Network structure is created, now we setup loss function, optimizer and a metric to calculate

In [87]:
# Define the optimizer
optimizer = RMSprop(lr=0.001)

# Compile the model
network.compile(optimizer = optimizer , 
                loss = "categorical_crossentropy", 
                metrics=["accuracy"])

# train the model on the network
history = network.fit(X_train_cnn,
                      y_train_cnn,
                      batch_size = 80,
                      epochs = 3, 
                      verbose = 2,
                      validation_data = (X_val_cnn, y_val_cnn))

Train on 50000 samples, validate on 10000 samples
Epoch 1/3
 - 467s - loss: 0.2076 - acc: 0.9361 - val_loss: 0.0520 - val_acc: 0.9841
Epoch 2/3
 - 475s - loss: 0.0715 - acc: 0.9793 - val_loss: 0.0442 - val_acc: 0.9873
Epoch 3/3
 - 474s - loss: 0.0561 - acc: 0.9843 - val_loss: 0.0465 - val_acc: 0.9858


We see that the CNN model gives us a validation accuracy of 98.5% which is 4% higher than the neural network with fully connected layers

### Evaluating on the test data

Let's test these models on the test data now!

In [90]:
print("Logistic Regression:", accuracy_score(y_test, log_reg.predict(X_test_scaled)))
print("Softmax Regression:", accuracy_score(y_test, smax_clf.predict(X_test_scaled)))
print("Random Forest:", accuracy_score(y_test, rf_clf.predict(X_test_scaled)))
print("Neural Network (Fully Connected):", network1.evaluate(X_test_scaled, y_test_cat)[1])
print("CNN:", network.evaluate(X_test_scaled.reshape(-1, 28, 28, 1), y_test_cat))

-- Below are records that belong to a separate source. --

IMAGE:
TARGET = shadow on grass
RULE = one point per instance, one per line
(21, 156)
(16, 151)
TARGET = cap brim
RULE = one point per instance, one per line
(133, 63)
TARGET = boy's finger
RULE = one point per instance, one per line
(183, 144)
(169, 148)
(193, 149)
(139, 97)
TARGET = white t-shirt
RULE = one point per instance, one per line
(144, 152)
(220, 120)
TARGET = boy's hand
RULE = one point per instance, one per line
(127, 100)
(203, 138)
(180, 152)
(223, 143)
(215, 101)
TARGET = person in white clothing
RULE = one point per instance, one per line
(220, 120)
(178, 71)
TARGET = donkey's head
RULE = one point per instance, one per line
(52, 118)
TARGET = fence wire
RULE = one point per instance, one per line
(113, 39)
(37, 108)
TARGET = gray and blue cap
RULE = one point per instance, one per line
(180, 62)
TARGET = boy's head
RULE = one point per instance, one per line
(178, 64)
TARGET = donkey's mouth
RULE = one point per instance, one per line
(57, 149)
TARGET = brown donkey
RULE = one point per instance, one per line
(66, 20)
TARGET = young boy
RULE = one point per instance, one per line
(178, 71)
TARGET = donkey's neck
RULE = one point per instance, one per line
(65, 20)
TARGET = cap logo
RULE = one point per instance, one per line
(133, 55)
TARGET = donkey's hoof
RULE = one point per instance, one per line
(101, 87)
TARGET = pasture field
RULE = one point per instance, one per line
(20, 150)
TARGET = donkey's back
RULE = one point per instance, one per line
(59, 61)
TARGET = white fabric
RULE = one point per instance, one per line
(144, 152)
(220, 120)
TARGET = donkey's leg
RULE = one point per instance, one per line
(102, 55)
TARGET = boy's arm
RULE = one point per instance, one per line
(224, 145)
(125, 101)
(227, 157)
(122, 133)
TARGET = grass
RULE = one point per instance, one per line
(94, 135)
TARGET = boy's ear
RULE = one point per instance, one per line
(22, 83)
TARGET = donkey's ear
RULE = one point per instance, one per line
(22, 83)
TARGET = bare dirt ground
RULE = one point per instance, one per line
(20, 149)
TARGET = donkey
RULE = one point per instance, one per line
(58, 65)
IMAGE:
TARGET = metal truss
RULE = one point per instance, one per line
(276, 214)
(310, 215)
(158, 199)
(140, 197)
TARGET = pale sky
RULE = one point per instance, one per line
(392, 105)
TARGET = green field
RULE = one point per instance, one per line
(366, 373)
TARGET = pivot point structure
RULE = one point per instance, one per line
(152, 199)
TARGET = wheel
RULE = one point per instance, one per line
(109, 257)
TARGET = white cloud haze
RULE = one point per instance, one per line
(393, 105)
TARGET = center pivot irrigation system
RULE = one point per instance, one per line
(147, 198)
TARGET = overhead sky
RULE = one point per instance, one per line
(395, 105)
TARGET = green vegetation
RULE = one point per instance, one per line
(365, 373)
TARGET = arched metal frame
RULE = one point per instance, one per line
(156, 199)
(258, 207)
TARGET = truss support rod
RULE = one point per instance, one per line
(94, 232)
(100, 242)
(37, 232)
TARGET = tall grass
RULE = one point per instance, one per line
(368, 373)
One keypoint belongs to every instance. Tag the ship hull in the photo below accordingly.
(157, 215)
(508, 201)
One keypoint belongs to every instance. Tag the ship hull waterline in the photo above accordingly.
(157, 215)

Logistic Regression: 0.9171
Softmax Regression: 0.9212
Random Forest: 0.9474
Neural Network (Fully Connected): 0.9428
CNN: [0.03470213618227135, 0.9897]


We see that the CNN outperforms all the other models by a significant margin. I can improve the model still with other techniques such as data augmentation and learning schedules!